Performance Issues During Batch Enrollment in Open edX Quince Release

Hello Everyone,

We are currently running the Open edX Quince release in our production environment, using a single-server installation managed through Tutor (t2.xlarge EC2 instance). While the platform generally works well, we’ve encountered a significant issue during batch enrollment operations.

Our LMS is designed for institutions where self-enrollment is disabled, and all courses are invitation-only. Instructors frequently use the batch enrollment feature from the Instructor tab > Membership to enroll large groups of students (500+ per batch).

During this operation, the platform becomes unresponsive for all users. For example:

  • While a batch enrollment is in progress, if any user tries to access the site, the system does not respond or load as expected.
  • This significantly impacts the user experience, especially for institutions where batch enrollment is performed multiple times.

Given that this is a native/default feature of Open edX, the behavior is quite concerning and disruptive.

My Questions:

  1. Is there a way to optimize or prevent the site from becoming unresponsive during batch enrollment?
  2. Are there best practices or alternative methods for handling large-scale batch enrollments without affecting platform performance?
  3. Would moving to a multi-server or more scalable infrastructure mitigate this issue, or are there other tuning options we should explore?

Any insights, recommendations, or similar experiences shared by the community would be highly appreciated.

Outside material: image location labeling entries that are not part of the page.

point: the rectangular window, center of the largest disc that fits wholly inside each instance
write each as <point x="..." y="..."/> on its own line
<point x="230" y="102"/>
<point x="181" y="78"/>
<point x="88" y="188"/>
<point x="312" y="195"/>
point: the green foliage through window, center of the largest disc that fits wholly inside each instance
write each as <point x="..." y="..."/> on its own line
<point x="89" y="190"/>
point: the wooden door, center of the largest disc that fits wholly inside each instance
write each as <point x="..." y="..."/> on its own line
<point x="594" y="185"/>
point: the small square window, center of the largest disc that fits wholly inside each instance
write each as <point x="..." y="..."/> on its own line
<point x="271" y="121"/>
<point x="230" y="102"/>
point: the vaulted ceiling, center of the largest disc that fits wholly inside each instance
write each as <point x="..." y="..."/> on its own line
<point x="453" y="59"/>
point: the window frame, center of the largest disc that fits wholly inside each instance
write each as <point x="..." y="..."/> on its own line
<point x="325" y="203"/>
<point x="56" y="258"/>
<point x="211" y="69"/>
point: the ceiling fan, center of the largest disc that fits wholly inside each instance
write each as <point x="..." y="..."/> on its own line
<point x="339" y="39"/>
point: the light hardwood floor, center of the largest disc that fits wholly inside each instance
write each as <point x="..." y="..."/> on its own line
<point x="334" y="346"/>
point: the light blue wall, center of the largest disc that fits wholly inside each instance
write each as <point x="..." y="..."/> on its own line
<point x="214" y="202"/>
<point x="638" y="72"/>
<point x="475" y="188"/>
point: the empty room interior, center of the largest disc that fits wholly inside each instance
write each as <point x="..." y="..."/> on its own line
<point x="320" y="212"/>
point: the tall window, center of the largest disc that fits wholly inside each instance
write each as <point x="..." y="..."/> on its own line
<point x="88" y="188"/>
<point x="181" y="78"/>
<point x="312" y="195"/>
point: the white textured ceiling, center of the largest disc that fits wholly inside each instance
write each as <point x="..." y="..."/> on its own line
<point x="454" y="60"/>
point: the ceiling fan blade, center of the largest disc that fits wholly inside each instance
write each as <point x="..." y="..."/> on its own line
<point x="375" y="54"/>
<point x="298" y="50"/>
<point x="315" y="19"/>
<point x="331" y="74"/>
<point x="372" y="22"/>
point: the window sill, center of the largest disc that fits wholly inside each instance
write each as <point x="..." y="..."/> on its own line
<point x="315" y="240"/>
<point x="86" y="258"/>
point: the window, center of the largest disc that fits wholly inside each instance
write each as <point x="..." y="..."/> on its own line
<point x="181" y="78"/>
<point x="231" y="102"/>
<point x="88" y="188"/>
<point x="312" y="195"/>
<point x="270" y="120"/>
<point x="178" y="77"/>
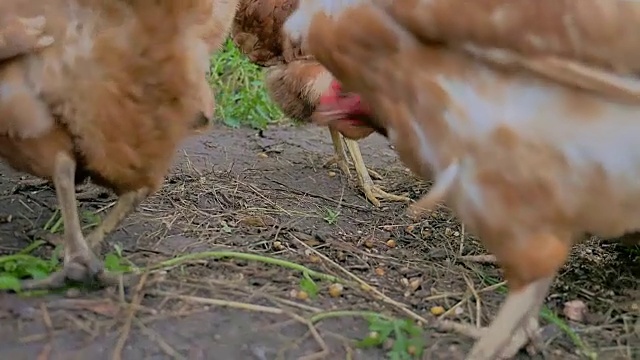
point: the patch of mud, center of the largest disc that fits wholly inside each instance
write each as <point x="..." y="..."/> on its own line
<point x="267" y="193"/>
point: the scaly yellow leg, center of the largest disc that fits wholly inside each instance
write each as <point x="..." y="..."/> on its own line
<point x="371" y="191"/>
<point x="340" y="157"/>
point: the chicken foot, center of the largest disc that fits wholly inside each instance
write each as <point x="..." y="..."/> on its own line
<point x="515" y="326"/>
<point x="371" y="191"/>
<point x="80" y="263"/>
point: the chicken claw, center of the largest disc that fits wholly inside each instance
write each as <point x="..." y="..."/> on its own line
<point x="21" y="35"/>
<point x="80" y="264"/>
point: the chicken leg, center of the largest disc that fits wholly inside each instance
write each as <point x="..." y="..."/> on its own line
<point x="340" y="157"/>
<point x="371" y="191"/>
<point x="125" y="205"/>
<point x="80" y="264"/>
<point x="515" y="326"/>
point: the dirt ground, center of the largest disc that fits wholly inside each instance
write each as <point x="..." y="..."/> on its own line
<point x="267" y="193"/>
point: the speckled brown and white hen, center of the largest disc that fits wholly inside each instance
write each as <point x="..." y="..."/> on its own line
<point x="525" y="112"/>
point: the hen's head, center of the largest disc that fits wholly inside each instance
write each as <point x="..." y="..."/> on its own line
<point x="344" y="112"/>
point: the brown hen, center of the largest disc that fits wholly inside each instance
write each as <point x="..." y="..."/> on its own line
<point x="526" y="112"/>
<point x="125" y="84"/>
<point x="295" y="81"/>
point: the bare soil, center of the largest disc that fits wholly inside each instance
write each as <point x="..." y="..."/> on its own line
<point x="267" y="193"/>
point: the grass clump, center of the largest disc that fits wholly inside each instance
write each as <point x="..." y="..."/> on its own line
<point x="241" y="97"/>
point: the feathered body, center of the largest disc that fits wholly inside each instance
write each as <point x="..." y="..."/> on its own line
<point x="296" y="82"/>
<point x="529" y="126"/>
<point x="120" y="88"/>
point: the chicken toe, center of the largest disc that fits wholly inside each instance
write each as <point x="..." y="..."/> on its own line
<point x="80" y="264"/>
<point x="371" y="191"/>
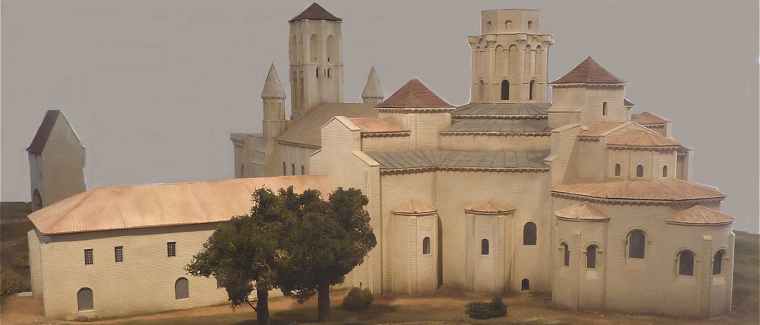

Thank you in advance for your support!

Hi @Mahendra,

From what I saw on AWS an t2.xlarge EC2 instance has 4 CPUs and 16GB of RAM.
From my experience it’s too small instance to deploy and have a responsive platform for multiple users.
But if you don’t have enough money to have more hardware, you can try to limit the amount of celery worker of the lms-worker and cms-worker, for example by adding the --concurrency=1 so only a worker per service would be started up instead of start a worker per CPU (default behavior of celery).
You would need to create a Tutor plugin that would add the --concurrency=1 to both LMS_WORKER_COMMAND and CMS_WORKER_COMMAND.
The consequence of adding it would be that you limite the amount on asynchornous tasks that you platform would execute, but they would be more performant for your online users. The batch enroll would take more time to complete; other impact is that the password recover process won’t work rapidly or the course progress won’t catch up rapidly after your learners has completed some tests/exams or your course certificates could take more time to complete.
To mitigate it you could create another Tutor plugin to add more lms-workers with --concurrency=1, one for each celery queue that edx-platform uses.

2 Likes

Hi @IvoBranco

Thank you for your suggestion. We have also scaled up resources, such as upgrading to t2.2xlarge instances. However, we’ve observed that the batch enrollment task is not being executed in the background using Celery. As a result, this task does not get routed to the lms-worker and remains unaffected by changes in the worker configuration.

This behavior means that until the batch enrollment task is completed, all other requests are blocked. Additionally, during this time, we’ve noticed minimal increases in CPU or RAM utilization.

Please let me know if you have any suggestions for it.

Thanks again.

the T instances are not optimized CPU heavy tasks, try the M or C instances to see if it’s better.
Or you can try to inspect the code and change it to split the batch into multiple smaller chunks and iterate through it with a delay between chunks.